Firms are unable to track clients effectively in a spreadsheet for AML and KYC purposes, and spreadsheets are not conducive to tracking changes in client behavior or bringing any consistency to continuing due diligence. Yet few banks have invested in workflow technology that could bring more consistency and assurance to client on-boarding, continuing due diligence and client management, particularly when it comes to high-risk clients.

Managing financial crime policies through spreadsheets and static documents such as PDFs posted on an intranet portal means policies and guidance are difficult to access or may not be current, which makes taking a consistent approach to financial crime risk assessment and client onboarding difficult.

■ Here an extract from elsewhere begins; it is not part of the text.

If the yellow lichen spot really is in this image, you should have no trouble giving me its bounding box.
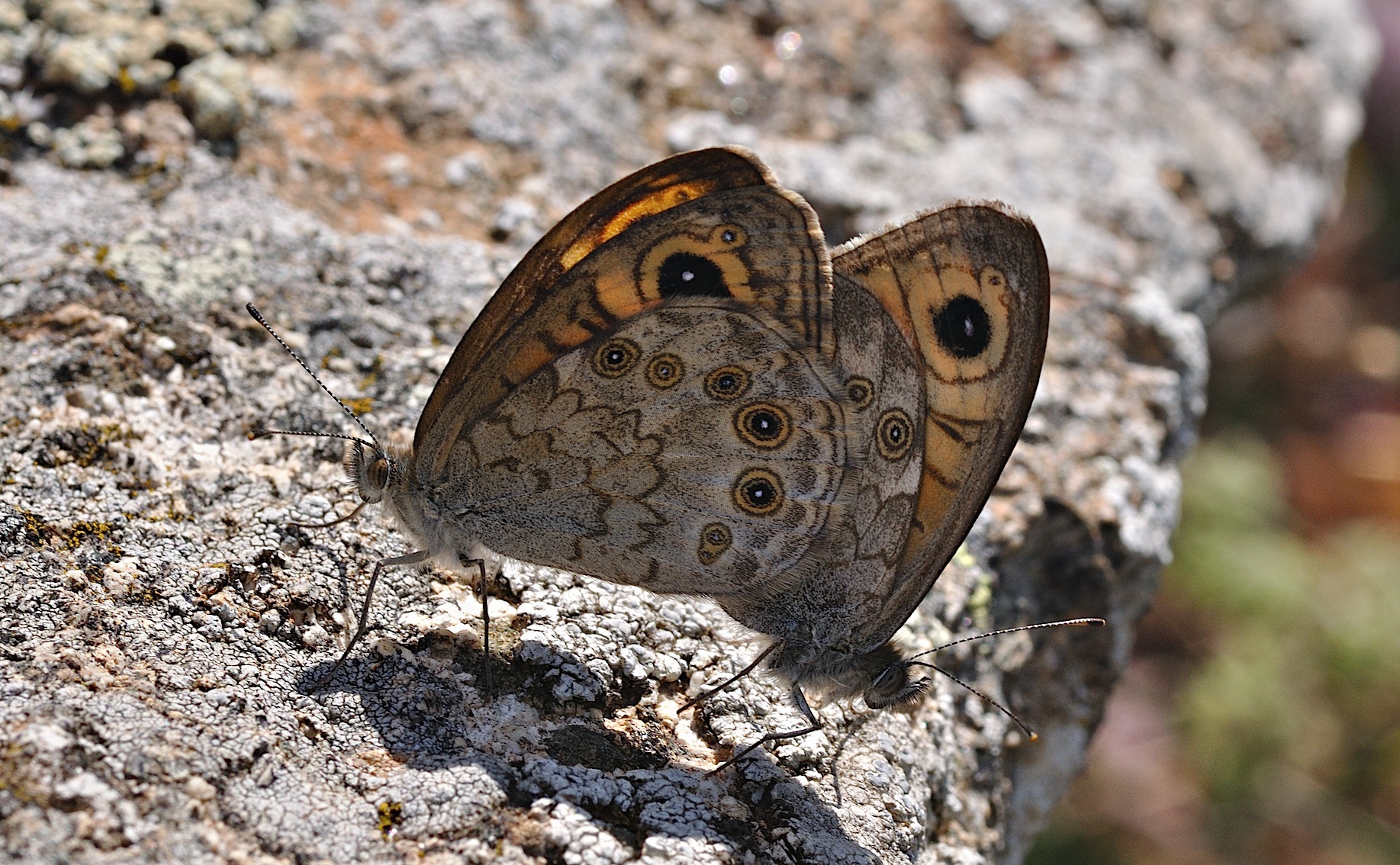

“Of course, firms use some technology in places, but some of the challenges and what we’re seeing now is the risk of workflow type solutions that provide some level of consistency across the board,” says Henry Balani, head of industry and regulatory affairs at regtech firm Encompass Corporation in London.

Manual processes
When regulators mention manual processes, most of the time that means firms are using a spreadsheet to manage financial crime risk across a range of activities, such as onboarding or transaction monitoring. For example, the FCA’s 2017 final notice fining Deutsche Bank £163 million for the mirror trading-related control failures notes that the bank lacked automated AML systems for detecting suspicious trades.

“When it was informed by Deutsche Bank’s operations team that ‘providing a spreadsheet will not be possible as this is done manually by a team member and capturing so many records will be painful’, the AML team did not persist with its enquiries,” the FCA wrote in its 2017 enforcement notice.

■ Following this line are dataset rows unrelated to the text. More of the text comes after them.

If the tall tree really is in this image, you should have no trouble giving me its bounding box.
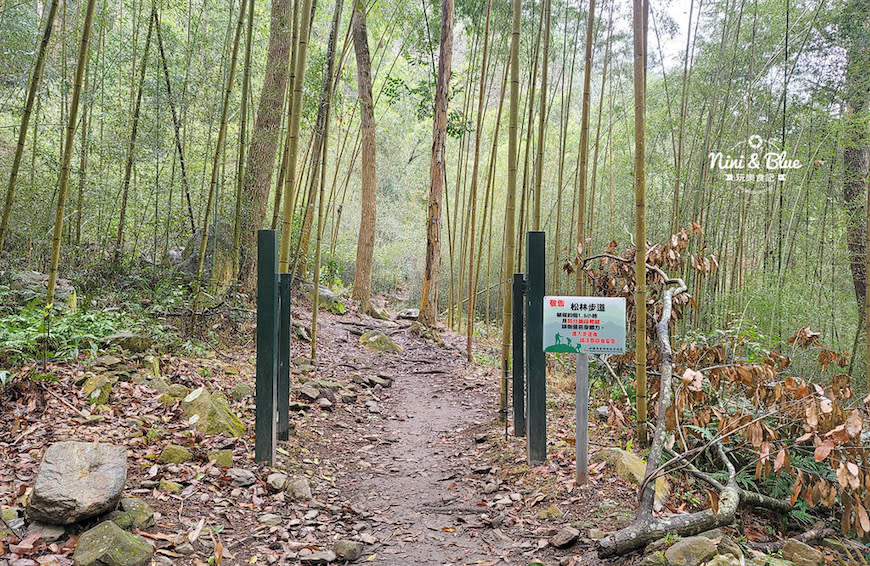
[632,0,648,446]
[498,0,523,419]
[351,0,378,311]
[240,0,293,288]
[46,0,96,307]
[0,0,58,252]
[115,6,157,261]
[576,0,596,295]
[420,0,453,326]
[278,0,313,273]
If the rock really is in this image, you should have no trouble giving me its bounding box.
[303,284,347,314]
[332,539,363,562]
[665,537,716,566]
[822,537,851,556]
[10,271,78,313]
[73,521,154,566]
[266,472,290,491]
[157,444,193,464]
[593,448,668,503]
[27,441,127,525]
[367,378,392,387]
[157,480,182,494]
[716,535,743,562]
[782,538,825,566]
[230,383,254,401]
[157,383,190,405]
[299,550,336,565]
[359,330,404,353]
[396,309,420,320]
[208,448,233,468]
[257,513,284,527]
[285,478,313,501]
[0,507,24,540]
[25,521,66,543]
[181,387,246,437]
[227,468,257,487]
[296,383,320,401]
[178,219,234,294]
[550,527,580,548]
[706,554,742,566]
[103,332,154,352]
[637,550,668,566]
[82,373,115,405]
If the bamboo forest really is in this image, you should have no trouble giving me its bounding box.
[0,0,870,566]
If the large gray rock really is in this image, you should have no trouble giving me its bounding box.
[181,387,246,437]
[304,285,347,314]
[665,537,716,566]
[10,271,78,313]
[27,441,127,525]
[73,521,154,566]
[178,220,233,293]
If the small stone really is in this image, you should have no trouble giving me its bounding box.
[82,374,114,405]
[157,444,193,464]
[706,554,741,566]
[230,383,254,401]
[73,521,154,566]
[158,480,182,494]
[25,521,66,543]
[782,538,825,566]
[266,472,289,491]
[208,448,233,468]
[299,550,336,566]
[257,513,284,527]
[332,539,363,562]
[550,527,580,548]
[297,383,320,401]
[157,383,190,405]
[227,468,257,487]
[665,537,716,566]
[120,497,154,529]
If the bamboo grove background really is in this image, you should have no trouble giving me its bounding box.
[0,0,870,370]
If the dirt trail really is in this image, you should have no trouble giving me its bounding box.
[304,320,616,566]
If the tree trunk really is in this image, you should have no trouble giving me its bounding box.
[352,0,378,312]
[239,0,292,289]
[420,0,453,326]
[498,0,523,421]
[0,0,58,253]
[46,0,96,311]
[115,7,157,261]
[278,0,313,273]
[575,0,596,292]
[632,0,647,446]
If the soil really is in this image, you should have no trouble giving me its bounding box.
[0,309,636,566]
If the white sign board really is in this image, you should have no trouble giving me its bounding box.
[544,297,625,354]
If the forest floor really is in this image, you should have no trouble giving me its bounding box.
[0,296,792,566]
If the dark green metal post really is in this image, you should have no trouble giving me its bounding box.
[277,273,292,440]
[526,232,547,465]
[511,273,526,436]
[254,230,278,464]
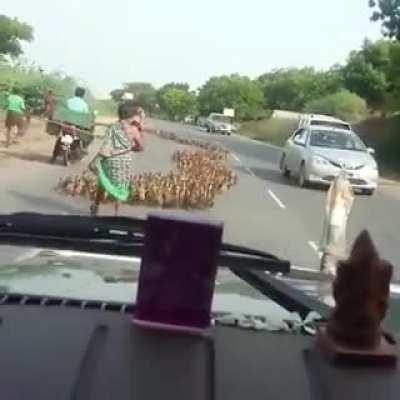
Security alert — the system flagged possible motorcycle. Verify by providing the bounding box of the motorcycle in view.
[51,124,83,167]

Deutsche Bank says it has since “beefed up” resources to combat money laundering, spending 2 billion euros between 2019 and 2020 and employing 1,600 members of staff worldwide “to fight financial crime”. In April 2021, however, the German financial markets regulator BaFin ordered Deutsche Bank to further improve its AML safeguards and comply with due diligence obligations. And in May 2022, prosecutors, federal police, and other officials searched the bank’s Frankfurt headquarters to investigate suspicions of money laundering it had reported to the authorities.

Manual processes also come up in relation to sanctions screening, which the FCA has been assessing following the introduction of sanctions on Russian individuals and companies. The FCA has found “varying levels of adequacy”, and much of that hinges on whether firms are using manual or automated screening systems. “Issues we have identified tend to be around the effectiveness of firms’ customers’ sanction-screening processes,” explains Nikhil Rathi, the FCA’s chief executive, in a letter to the Treasury Select Committee on July 4.

The FCA had written to firms that use manual sanctions-screening tools to remind them to have “well-established and well-maintained systems and controls to counter the risk of their business being used to further financial crime, including evading sanctions,” Rathi said.